Tasks cleanup_TaskInstance and cleanup_TaskReschedule fail with Python 3.8.12 and Airflow 2.2.2. Same error sqlalchemy.exc.ArgumentError: mapper option expects string key or list of attributes

This seems to be related to missing columns in the db tables to be cleaned for those two tasks.

I fixed it replacing execution_date with end_date in age_check_column for both cleanup_TaskInstance and cleanup_TaskReschedule. Let me know whether there is a more appropriate field that should be used.

I also suggest adding

# Extract db table columns' names
    table_columns = [str(colname).split(".")[1] for colname in airflow_db_model.__table__.columns]
    age_check_col_name = str(age_check_column).split(".")[1]

    if age_check_col_name not in table_columns:
        raise ValueError(f"{age_check_col_name} field not in table {airflow_db_model.__table__.name}")

in cleanup_function to check that the age_check_column selected for a specific column is found in the table to be cleaned

I read thru #117 and it looks that comment from @PhilippDB makes sense and can be the solution.
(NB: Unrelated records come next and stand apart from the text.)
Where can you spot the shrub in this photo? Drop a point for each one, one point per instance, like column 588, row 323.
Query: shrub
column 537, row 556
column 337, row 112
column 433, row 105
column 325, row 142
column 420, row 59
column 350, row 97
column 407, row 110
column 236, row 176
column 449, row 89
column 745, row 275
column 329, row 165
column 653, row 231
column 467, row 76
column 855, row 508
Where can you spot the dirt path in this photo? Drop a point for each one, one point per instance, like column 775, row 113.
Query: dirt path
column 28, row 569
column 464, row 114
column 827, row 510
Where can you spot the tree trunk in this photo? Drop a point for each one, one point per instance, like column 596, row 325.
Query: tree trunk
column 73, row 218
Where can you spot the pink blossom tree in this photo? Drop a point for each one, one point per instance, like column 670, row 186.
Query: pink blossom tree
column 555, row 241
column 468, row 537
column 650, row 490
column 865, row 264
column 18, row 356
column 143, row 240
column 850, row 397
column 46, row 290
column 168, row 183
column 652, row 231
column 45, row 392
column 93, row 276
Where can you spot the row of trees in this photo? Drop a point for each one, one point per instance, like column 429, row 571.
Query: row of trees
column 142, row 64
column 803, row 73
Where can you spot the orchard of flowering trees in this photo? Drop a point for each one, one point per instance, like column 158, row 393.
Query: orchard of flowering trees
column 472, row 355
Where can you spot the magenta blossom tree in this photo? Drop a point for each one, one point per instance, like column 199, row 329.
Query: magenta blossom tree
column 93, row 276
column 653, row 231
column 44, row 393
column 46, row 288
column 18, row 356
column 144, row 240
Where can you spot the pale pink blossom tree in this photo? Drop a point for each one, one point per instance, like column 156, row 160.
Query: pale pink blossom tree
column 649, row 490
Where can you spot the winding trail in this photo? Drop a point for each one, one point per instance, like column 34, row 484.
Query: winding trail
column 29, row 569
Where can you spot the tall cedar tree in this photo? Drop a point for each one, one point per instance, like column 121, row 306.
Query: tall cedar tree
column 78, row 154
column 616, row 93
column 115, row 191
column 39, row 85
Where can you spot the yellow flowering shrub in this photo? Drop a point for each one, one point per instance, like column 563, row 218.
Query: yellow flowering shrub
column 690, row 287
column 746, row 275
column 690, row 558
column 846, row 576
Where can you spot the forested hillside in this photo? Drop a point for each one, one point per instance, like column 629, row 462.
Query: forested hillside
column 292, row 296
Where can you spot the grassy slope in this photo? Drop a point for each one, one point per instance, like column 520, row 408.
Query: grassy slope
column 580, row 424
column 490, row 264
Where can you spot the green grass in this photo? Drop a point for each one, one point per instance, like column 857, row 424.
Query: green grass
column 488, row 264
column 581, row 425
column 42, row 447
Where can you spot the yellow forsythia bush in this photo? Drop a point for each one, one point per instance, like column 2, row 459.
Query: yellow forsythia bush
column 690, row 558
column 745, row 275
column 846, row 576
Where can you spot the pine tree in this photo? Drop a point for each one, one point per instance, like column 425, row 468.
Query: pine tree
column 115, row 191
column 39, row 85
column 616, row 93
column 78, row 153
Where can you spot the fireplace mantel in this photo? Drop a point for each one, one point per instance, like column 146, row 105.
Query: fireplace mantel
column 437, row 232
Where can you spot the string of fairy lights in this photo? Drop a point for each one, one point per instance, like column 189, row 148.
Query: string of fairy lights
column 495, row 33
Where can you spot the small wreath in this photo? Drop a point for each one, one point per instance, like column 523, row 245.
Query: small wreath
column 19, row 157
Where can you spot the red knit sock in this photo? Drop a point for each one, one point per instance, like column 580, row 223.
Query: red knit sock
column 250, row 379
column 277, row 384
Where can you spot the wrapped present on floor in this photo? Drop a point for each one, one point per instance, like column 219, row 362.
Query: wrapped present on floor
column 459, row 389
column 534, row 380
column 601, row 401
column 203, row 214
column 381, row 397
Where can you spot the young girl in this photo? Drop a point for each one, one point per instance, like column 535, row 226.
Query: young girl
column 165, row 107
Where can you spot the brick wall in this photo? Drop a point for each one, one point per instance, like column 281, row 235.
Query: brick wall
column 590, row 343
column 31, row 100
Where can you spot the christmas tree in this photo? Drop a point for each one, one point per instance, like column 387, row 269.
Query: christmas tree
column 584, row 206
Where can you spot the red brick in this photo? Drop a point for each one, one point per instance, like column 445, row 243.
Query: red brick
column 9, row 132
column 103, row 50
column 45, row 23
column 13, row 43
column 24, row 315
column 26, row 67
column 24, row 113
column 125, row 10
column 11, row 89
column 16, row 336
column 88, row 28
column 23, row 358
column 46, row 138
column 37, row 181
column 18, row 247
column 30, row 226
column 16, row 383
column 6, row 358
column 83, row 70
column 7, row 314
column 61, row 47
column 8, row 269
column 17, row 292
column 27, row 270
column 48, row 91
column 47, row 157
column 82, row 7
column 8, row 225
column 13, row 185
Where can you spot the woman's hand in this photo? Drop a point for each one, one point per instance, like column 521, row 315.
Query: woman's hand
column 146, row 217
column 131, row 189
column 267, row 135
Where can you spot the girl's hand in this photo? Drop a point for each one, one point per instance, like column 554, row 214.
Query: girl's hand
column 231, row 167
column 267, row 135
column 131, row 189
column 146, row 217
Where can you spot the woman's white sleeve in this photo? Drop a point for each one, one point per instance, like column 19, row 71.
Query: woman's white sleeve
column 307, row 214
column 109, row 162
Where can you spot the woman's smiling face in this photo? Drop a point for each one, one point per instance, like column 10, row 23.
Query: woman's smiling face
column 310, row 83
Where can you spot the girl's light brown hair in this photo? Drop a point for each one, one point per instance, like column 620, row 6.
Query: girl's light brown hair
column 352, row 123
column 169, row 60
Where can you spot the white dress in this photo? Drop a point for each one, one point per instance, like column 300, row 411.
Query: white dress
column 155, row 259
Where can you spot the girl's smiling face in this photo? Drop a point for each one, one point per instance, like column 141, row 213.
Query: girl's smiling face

@e-compagno please be aware of what wrote @tylerwmarrs - using start_date or end_date may refer to incorrect records that are not tied with records in dag_run table. The tables have following constrains in DDL:

CREATE TABLE task_instance(
    task_id character varying(250) NOT NULL,
    dag_id character varying(250) NOT NULL,
    run_id character varying(250) NOT NULL,
[...]
    PRIMARY KEY(task_id,dag_id,run_id,map_index),
    CONSTRAINT task_instance_dag_run_fkey FOREIGN key(dag_id) REFERENCES dag_run(dag_id),
    CONSTRAINT task_instance_dag_run_fkey FOREIGN key(run_id) REFERENCES dag_run(dag_id),
    CONSTRAINT task_instance_trigger_id_fkey FOREIGN key(trigger_id) REFERENCES trigger(id)
);

The problem is still active in version 2.4.1. The cloud composer version does not fix TaskReschedule cleaning and also break the xcom cleaning operation as execution_date is not a field in the db. Is there any update on the issue resolution?

Would

"airflow_db_model": XCom,
    "age_check_column": XCom.timestamp,

fixes the issue?

XCom.timestamp solves the error on XCom, not the others

XCom.timestamp solves the error on XCom, not the others

you can find the time column in model file. for example TaskInstance you can use queued_dttm/end_date

The problem is still active in version 2.4.1. The cloud composer version does not fix TaskReschedule cleaning and also break the xcom cleaning operation as execution_date is not a field in the db. Is there any update on the issue resolution?

Would

"airflow_db_model": XCom,
    "age_check_column": XCom.timestamp,

fixes the issue?

Fixes the issue for Xcom. For RenderedTaskInstanceFields use RenderedTaskInstanceFields.run_id to fix the issue.